Tinder Madness!…. This guy got me laid?!!

First off before I get into this absurd story…… anyone who doesn’t know who this character is well then you clearly have never seen Saturday Night Live before. If that’s the case, you can stop reading this now because you have awful taste, at life!

Anyways for those of you who have, everyone know’s this clown character Bill Hader used to do.

“Stefon” (Strong emphasis on the onnnnnn)

Because nothing says flaming homesexual more then a man named Stefon!

Basically he’s this really annoying gay guy he plays where he comes on, covers his face a lot for some reason, and talks like a lesbian. He sucks.

Love Bill Hader….. Hate Stefonnnnnnn.

Which brings me to this eveninggggggg

You see about a week ago when I was messing around on Tinder I decided to type versions of “Hi” or “Hello” into the GIF’s and see what pops up.

So of course I scroll through and send out some fliers, change it up each time, probably sent out like 3-4 tops. Just some light casual tinder fishing, standard stuff.

And for one girl I decided to send her a nice GiF of Stefon waving hello.

Harmless I know right, I mean who doesn’t love a good Stefon hello? (certainly not me!)

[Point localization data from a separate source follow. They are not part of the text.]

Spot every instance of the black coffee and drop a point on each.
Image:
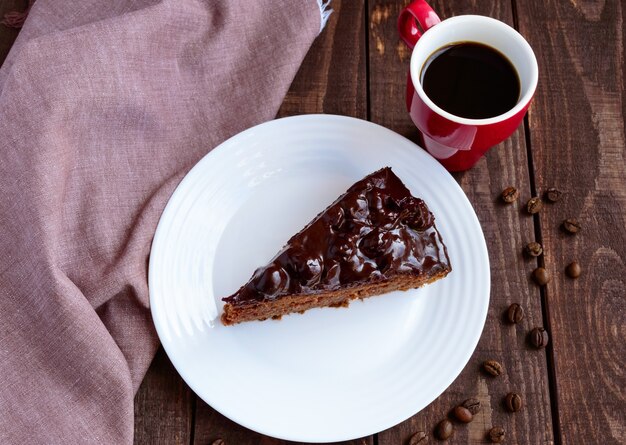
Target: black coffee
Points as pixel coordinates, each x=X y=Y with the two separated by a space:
x=471 y=80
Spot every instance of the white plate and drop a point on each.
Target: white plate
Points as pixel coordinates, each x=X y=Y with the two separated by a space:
x=329 y=374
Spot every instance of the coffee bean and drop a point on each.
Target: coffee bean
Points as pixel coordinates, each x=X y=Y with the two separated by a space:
x=473 y=405
x=463 y=414
x=573 y=269
x=419 y=438
x=514 y=313
x=571 y=226
x=533 y=249
x=534 y=205
x=509 y=195
x=444 y=429
x=553 y=195
x=539 y=338
x=513 y=402
x=541 y=276
x=493 y=367
x=496 y=434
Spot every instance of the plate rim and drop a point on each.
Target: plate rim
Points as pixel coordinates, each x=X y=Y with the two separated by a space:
x=322 y=119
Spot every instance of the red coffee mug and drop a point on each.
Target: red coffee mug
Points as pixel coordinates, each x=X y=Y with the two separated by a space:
x=457 y=142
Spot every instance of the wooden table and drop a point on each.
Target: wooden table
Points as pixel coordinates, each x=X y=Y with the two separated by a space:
x=573 y=139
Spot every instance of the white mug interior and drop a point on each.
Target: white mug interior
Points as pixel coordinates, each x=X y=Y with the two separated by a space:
x=480 y=29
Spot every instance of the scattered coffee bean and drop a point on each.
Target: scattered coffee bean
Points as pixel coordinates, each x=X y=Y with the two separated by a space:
x=419 y=438
x=463 y=414
x=444 y=429
x=539 y=338
x=513 y=402
x=534 y=205
x=533 y=249
x=541 y=276
x=510 y=194
x=571 y=226
x=493 y=368
x=473 y=405
x=496 y=434
x=514 y=313
x=573 y=269
x=553 y=195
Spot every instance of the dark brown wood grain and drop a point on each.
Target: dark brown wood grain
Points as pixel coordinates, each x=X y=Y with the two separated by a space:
x=163 y=406
x=577 y=139
x=574 y=390
x=332 y=80
x=506 y=230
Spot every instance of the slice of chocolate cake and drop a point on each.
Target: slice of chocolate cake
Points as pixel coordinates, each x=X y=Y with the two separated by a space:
x=375 y=238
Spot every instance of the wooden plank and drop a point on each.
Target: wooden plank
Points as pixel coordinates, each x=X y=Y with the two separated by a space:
x=506 y=230
x=577 y=138
x=8 y=35
x=163 y=406
x=332 y=79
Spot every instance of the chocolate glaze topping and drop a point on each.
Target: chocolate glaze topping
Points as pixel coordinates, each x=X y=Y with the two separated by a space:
x=370 y=233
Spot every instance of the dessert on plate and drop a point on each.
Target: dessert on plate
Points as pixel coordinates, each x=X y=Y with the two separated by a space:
x=375 y=238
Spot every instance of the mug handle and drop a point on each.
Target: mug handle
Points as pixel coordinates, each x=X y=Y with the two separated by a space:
x=418 y=12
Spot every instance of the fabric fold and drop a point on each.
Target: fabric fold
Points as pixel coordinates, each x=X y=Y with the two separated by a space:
x=103 y=109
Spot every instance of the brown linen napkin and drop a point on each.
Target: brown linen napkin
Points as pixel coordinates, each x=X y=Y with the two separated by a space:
x=104 y=106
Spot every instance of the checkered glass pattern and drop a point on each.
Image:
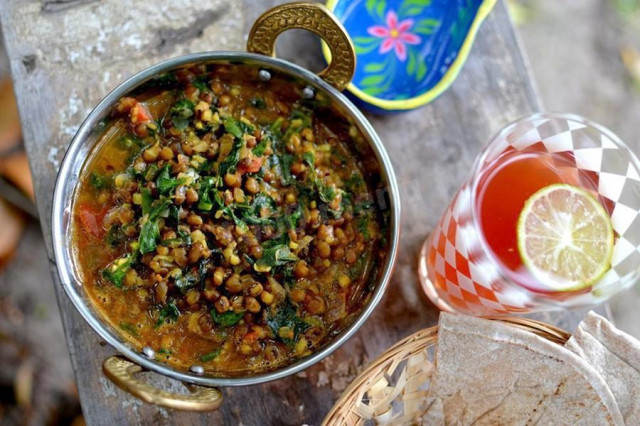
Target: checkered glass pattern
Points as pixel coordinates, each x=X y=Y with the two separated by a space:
x=462 y=276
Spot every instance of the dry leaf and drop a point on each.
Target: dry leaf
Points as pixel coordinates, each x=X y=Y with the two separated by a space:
x=631 y=60
x=11 y=226
x=23 y=385
x=9 y=120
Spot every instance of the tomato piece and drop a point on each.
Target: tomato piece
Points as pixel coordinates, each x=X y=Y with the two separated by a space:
x=250 y=165
x=91 y=220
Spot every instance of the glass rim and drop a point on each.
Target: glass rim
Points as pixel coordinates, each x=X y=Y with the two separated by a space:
x=479 y=165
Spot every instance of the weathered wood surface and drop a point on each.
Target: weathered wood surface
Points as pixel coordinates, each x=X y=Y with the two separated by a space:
x=67 y=54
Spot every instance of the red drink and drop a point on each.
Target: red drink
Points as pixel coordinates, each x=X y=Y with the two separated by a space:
x=557 y=172
x=502 y=191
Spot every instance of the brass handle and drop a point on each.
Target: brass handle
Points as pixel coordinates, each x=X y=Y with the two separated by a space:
x=317 y=19
x=123 y=373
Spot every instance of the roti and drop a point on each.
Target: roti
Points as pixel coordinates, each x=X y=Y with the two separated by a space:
x=491 y=373
x=616 y=357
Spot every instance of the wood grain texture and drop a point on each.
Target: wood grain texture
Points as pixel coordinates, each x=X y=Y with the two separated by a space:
x=65 y=59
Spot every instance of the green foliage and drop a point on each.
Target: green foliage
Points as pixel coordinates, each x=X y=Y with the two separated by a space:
x=226 y=319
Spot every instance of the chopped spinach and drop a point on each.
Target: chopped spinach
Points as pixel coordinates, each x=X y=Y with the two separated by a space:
x=115 y=236
x=117 y=269
x=229 y=164
x=149 y=234
x=277 y=255
x=326 y=192
x=151 y=172
x=165 y=183
x=226 y=319
x=309 y=158
x=204 y=194
x=286 y=316
x=150 y=231
x=128 y=142
x=147 y=200
x=169 y=312
x=294 y=218
x=286 y=160
x=186 y=281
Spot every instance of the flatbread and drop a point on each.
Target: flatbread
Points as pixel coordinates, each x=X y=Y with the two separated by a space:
x=491 y=373
x=616 y=357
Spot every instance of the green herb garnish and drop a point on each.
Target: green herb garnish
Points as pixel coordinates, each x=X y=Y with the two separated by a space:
x=286 y=316
x=274 y=256
x=117 y=269
x=226 y=319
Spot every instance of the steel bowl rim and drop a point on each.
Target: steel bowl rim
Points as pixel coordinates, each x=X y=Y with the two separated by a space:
x=64 y=266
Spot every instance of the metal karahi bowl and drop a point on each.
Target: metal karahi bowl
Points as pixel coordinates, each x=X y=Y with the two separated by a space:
x=122 y=369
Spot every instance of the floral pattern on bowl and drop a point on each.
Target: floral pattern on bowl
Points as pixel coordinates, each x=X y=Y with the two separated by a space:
x=408 y=51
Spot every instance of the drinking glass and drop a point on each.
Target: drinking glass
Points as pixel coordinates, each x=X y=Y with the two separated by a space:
x=459 y=271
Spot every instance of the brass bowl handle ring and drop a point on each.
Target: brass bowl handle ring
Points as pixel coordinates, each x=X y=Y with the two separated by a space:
x=317 y=19
x=122 y=373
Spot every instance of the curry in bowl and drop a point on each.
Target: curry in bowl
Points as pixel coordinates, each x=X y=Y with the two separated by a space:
x=229 y=218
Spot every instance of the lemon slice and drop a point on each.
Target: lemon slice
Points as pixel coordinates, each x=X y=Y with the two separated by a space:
x=565 y=238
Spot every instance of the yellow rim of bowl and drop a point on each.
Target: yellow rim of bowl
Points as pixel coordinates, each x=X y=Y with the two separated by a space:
x=446 y=80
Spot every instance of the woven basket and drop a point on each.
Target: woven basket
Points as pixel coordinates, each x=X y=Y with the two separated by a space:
x=393 y=389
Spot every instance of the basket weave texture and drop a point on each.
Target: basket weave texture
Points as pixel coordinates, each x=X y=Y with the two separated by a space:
x=393 y=389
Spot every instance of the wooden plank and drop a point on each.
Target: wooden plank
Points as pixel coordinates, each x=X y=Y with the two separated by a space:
x=66 y=55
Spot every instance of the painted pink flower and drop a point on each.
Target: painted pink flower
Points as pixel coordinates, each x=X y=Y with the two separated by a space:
x=395 y=35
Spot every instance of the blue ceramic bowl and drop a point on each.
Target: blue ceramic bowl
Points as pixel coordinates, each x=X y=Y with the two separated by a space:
x=408 y=51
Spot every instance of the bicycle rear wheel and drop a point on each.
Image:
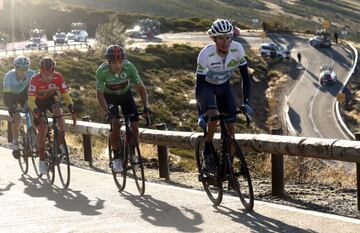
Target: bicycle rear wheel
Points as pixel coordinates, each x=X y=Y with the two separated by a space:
x=240 y=175
x=51 y=166
x=62 y=161
x=136 y=165
x=33 y=152
x=212 y=185
x=22 y=153
x=119 y=177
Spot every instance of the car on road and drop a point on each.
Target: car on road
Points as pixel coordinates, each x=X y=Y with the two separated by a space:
x=274 y=51
x=36 y=42
x=77 y=35
x=320 y=41
x=60 y=38
x=327 y=74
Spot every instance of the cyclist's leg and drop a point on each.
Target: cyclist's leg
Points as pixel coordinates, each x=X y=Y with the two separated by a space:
x=112 y=103
x=128 y=107
x=207 y=105
x=42 y=105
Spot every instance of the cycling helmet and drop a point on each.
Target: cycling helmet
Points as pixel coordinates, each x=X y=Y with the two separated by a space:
x=47 y=65
x=115 y=53
x=221 y=27
x=21 y=61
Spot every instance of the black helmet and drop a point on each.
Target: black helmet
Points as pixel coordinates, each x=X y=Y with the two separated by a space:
x=47 y=65
x=115 y=53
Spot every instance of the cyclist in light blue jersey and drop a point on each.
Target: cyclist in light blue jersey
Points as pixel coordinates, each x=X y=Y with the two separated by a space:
x=215 y=65
x=15 y=87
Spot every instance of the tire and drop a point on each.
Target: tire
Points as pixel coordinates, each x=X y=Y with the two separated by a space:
x=240 y=175
x=23 y=153
x=119 y=177
x=31 y=136
x=212 y=185
x=137 y=167
x=62 y=162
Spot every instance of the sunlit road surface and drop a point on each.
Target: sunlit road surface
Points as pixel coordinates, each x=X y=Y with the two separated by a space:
x=92 y=204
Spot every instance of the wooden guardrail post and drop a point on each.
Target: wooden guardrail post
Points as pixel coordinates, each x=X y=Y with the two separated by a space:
x=10 y=133
x=357 y=138
x=163 y=156
x=277 y=169
x=87 y=144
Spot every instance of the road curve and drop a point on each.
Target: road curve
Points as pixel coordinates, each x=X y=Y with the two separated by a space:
x=92 y=204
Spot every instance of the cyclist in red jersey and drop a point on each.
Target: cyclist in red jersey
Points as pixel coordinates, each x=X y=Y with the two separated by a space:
x=43 y=96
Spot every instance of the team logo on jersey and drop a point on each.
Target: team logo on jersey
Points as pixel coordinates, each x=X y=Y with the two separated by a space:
x=232 y=63
x=32 y=88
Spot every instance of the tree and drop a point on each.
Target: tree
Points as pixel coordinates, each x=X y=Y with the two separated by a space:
x=111 y=32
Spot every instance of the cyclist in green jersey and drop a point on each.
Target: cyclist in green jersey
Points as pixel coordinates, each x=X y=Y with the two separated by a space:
x=114 y=79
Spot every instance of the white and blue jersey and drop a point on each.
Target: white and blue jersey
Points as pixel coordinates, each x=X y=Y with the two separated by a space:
x=216 y=68
x=13 y=85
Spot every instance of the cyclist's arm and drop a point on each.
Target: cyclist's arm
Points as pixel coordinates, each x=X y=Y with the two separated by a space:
x=141 y=90
x=246 y=82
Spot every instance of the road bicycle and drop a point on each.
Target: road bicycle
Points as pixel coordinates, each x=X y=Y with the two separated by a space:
x=56 y=150
x=27 y=144
x=232 y=171
x=131 y=155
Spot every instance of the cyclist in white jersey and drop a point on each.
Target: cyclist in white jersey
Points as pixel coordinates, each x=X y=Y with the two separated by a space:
x=215 y=65
x=15 y=87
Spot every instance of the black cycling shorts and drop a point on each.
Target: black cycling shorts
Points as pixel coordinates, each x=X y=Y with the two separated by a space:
x=12 y=101
x=47 y=104
x=125 y=101
x=211 y=96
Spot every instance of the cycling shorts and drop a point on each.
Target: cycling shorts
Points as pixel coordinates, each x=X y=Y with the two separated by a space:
x=14 y=100
x=125 y=101
x=212 y=96
x=48 y=103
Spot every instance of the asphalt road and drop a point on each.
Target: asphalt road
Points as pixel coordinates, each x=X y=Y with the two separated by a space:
x=92 y=204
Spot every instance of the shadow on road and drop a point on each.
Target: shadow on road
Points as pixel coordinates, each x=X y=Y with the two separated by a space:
x=7 y=188
x=68 y=200
x=295 y=119
x=162 y=214
x=259 y=223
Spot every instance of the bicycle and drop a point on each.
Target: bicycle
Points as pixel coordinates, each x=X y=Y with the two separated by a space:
x=54 y=156
x=231 y=167
x=27 y=144
x=132 y=159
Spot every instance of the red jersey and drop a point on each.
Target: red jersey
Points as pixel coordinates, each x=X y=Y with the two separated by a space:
x=42 y=90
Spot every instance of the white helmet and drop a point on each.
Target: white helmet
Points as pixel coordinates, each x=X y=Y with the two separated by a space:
x=22 y=61
x=221 y=27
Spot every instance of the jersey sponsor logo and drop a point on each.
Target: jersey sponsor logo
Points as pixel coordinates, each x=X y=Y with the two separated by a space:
x=232 y=63
x=32 y=88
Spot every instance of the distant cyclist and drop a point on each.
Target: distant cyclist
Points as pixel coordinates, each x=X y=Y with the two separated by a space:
x=16 y=83
x=43 y=96
x=215 y=65
x=114 y=79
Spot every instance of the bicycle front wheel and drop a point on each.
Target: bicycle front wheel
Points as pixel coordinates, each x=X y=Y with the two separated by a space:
x=240 y=175
x=119 y=177
x=212 y=185
x=61 y=156
x=32 y=144
x=137 y=165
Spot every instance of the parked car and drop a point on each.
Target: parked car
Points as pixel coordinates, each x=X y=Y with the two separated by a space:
x=320 y=41
x=60 y=38
x=77 y=35
x=273 y=50
x=327 y=74
x=36 y=42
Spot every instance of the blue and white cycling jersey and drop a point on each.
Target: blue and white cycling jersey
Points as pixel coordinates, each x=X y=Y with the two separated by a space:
x=218 y=69
x=12 y=85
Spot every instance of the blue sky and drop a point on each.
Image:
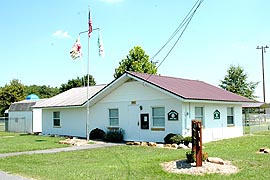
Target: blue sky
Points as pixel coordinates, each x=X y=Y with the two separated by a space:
x=38 y=35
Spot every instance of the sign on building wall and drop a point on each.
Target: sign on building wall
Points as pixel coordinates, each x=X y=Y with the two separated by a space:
x=216 y=114
x=173 y=115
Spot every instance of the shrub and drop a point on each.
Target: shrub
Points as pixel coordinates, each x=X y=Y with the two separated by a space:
x=167 y=138
x=97 y=134
x=190 y=157
x=187 y=140
x=204 y=156
x=114 y=135
x=177 y=139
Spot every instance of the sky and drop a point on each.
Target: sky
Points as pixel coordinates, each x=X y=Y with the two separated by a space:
x=37 y=37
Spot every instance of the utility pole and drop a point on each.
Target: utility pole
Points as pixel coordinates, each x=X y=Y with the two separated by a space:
x=263 y=51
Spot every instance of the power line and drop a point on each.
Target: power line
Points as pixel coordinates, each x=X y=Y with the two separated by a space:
x=176 y=31
x=184 y=24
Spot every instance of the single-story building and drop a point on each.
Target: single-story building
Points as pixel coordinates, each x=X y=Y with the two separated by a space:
x=23 y=118
x=147 y=107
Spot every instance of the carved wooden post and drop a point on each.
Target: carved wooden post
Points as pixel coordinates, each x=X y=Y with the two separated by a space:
x=197 y=141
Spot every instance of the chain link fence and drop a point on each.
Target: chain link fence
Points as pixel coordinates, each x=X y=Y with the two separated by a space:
x=257 y=123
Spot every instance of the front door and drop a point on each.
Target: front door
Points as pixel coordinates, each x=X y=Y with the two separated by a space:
x=133 y=131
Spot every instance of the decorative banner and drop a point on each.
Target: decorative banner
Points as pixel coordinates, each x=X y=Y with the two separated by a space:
x=216 y=114
x=75 y=51
x=173 y=115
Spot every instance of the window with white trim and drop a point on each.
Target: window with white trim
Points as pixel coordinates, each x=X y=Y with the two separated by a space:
x=230 y=116
x=56 y=119
x=158 y=116
x=114 y=117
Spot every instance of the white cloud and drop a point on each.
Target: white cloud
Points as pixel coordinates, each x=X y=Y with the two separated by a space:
x=61 y=34
x=112 y=1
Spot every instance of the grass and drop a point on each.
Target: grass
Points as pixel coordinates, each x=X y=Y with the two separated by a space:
x=134 y=162
x=16 y=142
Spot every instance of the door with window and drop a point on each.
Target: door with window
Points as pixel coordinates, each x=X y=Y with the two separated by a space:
x=133 y=130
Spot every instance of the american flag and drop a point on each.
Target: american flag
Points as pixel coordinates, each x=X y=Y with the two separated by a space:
x=89 y=24
x=75 y=51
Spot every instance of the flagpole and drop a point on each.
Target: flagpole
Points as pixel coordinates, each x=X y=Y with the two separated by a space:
x=88 y=83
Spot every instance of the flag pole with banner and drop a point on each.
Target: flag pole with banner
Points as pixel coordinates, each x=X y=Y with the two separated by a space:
x=76 y=52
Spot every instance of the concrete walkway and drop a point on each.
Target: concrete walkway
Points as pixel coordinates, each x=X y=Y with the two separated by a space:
x=55 y=150
x=6 y=176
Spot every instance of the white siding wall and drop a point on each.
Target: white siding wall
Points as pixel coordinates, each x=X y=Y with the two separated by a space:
x=20 y=121
x=72 y=122
x=214 y=129
x=129 y=114
x=37 y=120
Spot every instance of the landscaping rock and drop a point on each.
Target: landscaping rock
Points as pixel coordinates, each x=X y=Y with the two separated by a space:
x=152 y=144
x=182 y=146
x=130 y=143
x=167 y=145
x=160 y=145
x=137 y=143
x=174 y=146
x=74 y=142
x=215 y=160
x=266 y=151
x=144 y=144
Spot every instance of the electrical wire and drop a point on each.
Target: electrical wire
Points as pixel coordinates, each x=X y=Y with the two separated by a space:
x=176 y=31
x=184 y=24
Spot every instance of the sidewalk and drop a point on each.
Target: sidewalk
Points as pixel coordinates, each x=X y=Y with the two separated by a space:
x=6 y=176
x=65 y=149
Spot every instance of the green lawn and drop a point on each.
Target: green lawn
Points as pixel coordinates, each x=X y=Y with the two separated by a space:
x=134 y=162
x=16 y=142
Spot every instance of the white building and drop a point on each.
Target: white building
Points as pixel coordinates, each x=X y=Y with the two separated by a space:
x=147 y=107
x=23 y=118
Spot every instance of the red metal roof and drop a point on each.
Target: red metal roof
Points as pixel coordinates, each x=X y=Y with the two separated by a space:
x=190 y=89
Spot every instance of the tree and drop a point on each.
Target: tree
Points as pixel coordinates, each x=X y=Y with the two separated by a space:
x=236 y=81
x=11 y=93
x=41 y=91
x=78 y=82
x=136 y=61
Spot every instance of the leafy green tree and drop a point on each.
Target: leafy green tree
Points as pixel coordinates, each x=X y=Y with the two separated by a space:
x=11 y=93
x=138 y=61
x=236 y=81
x=41 y=91
x=78 y=82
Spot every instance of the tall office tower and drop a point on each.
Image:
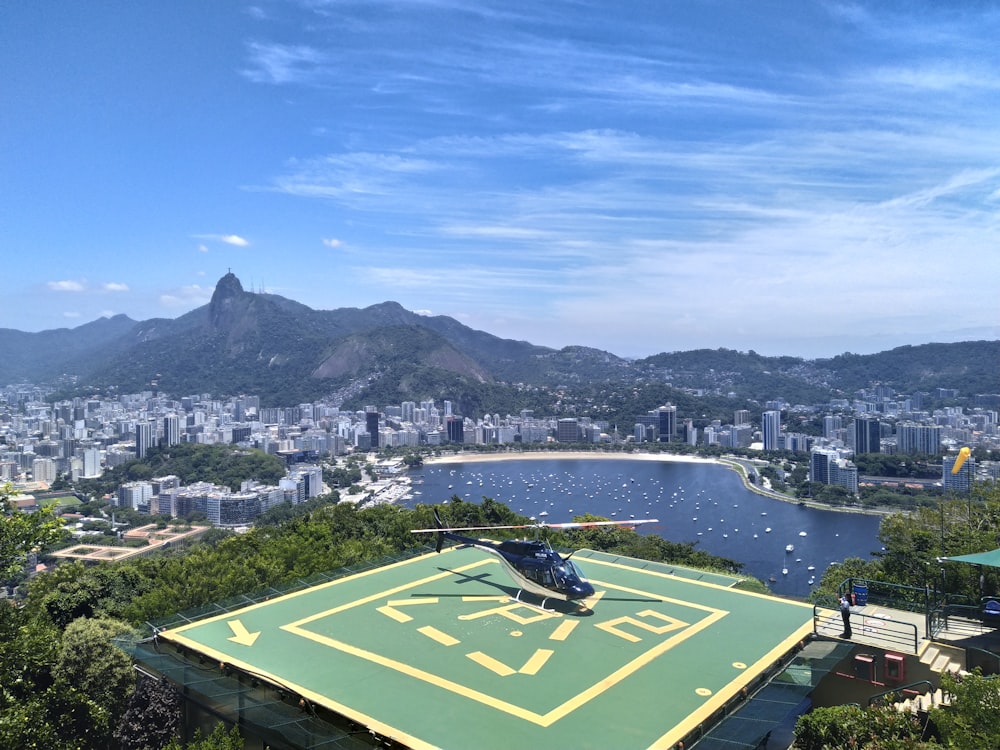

So I think nothing of it and forget I ever did it. But what makes this so legendary is what followed.

You see one week later which was earlier this evening I get a text at 1:45 am



“Lets hangoutttt

Ummmmm this must be a joke? (while immediately going to check this girls pictures out)

Wait a second she’s kinda cute?

Like real life cute not even Tinder cute!

WTF is going on here!

Let’s see here she’s cute and it says she lives 14 miles away, so like its perfectly reasonable this could happen this evening, if by some miracle of god she’s actually down.

Tinder lottery alert….. bonerrrr patrollll

Alright keep it in your pants, remember this is Tinder here on long island mind you, on a Monday!

Shit like this don’t come around too often.

So I reply with

“Why Hello there”

She gives me some smiley emojis back.

At this point I figure I’ll ask if she wants to hang tmrw night being as its 1:45 she must mean for tmrw.

I mean I already jacked off and brushed my teeth I was ready to shut it down for the evening!

Me: “When Do you wanna hangout u free tmrw night?’

Her: “Lmao I was thinking now”

(Wowwww no she didnt’! Ok keep it smooth big guy…)

Me: “haha hmm I’d be game”

Soo I get her number we start trying to figure out logistics and I find out she lives in…….. Amytiville?!

Ummmm Amytivillle?!!!

Where the fuck is Amytiville??

Am I going to a farm in middle America? What’s going on here am I about to get raped. I’m down to fuck but I’m not driving more then 30 minutes TOPSSS.

Soo basically let me get this straight some cute girl over in Amytiville is horny at 2am, and I’m the lucky guy she chose to come bang her?!

Oooo and she happens to be super skinny, a real life harddd 6 maybe even 7, but at 2am on a fucking Monday….. a Tinder 12!

That’s what we call the TINDER JACKPOTTTTTT!!!!


Sooo before I go I make sure I have at least 2 condoms on me, because who shows up to Amytiville to fuck some chick who first hits you up at 2am without condoms? Duhhh

I also call her just to make sure this is actually some chick and not a 300 pound fat man.

I confirm it is, she sounds cute, so if she’s remotely like her pictures at this hour I’ll take it.

So I get there about 25 minutes later. She comes out,  gets in my car, and we make some meaningless chit chat for about 2 minutes. Turns out she’s a 21 year old college chick, I didn’t even realize I was too preoccupied by the whole nonsense of this in general.

I ask if she smokes weed, which she does (of course). So I offer her my vape pen. And that’s it 5 minutes later were going to town.

I mean this girl was wilddddd. We were both in my backseat naked within seconds, and boyy did she have a slamming body.

Yessss I hit the tinder lottery indeed….. why I deserved this I don’t know.

We did gymnastics back there for about an hour of just start and stop sex. I barely had the stamina let alone the hardness to keep up, but she never wanted to stop.

Obviously I used those condoms because god knows this certainly can’t be this chicks first rodeo doing this!

Anddd so at the end of it before you knew it we looked up its 5am and I think right about time for this party to end. We say our goodbyes and that’s that.

The Tinder Chick from Amytiville… Wow.

What an unexpected little Monday evening that was.

And soooo folkssss, that’s the story of how STEFON got me laid!

I may be in the gutter…. but at least for one evening, that gutter involes a Tinder Chick from Gautelooop with a slamming body in the backseat of my jeep!